Credit insurance. This potentially important option covers car payments under circumstances like job loss or debilitating injury. It’s not mandatory, and it’s not even for every situation. Weigh the benefit against the extra cost. Also confirm whether you already have similar coverage through existing short- and/or long-term disability coverage. Typically this is through employer benefits or on a standalone policy.
Gap coverage. If your car is deemed a total loss after an incident or theft, most auto insurance policies pay the actual cash value of the car. If that falls short of the loan balance, this coverage comes in to cover the gap between the two. Just be aware of the maximum amount payable and any other restrictions to compare against the cost.
Practical term, reasonable interest. When establishing a car loan, you will be presented with different terms to consider. For example, a shorter length of 24 months means a higher monthly payment but a better interest rate than a 48-month loan. Understand the total amount financed, and opt for a term you can afford but still be able to pay off well before you move on to your next car.
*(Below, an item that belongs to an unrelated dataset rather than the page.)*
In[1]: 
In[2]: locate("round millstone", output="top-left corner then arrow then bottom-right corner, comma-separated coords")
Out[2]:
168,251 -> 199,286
A little help here. If your credit isn’t as shiny as a new car, you still have options. Adding cash to offset a little of the loan amount is a positive. So is having a creditworthy cosigner on the loan with you. Your interest rate and monthly payments could be considerably lower as you re-establish credit.
Home equity loan. One of the best car loan options to consider isn’t a car loan at all. If you own your home, instead of tying up the car as collateral, you can use the equity in your property to fund your purchase. The interest rate will probably be better or at least competitive, plus there are possible tax advantages. Just proceed with caution, as your house will be on the hook.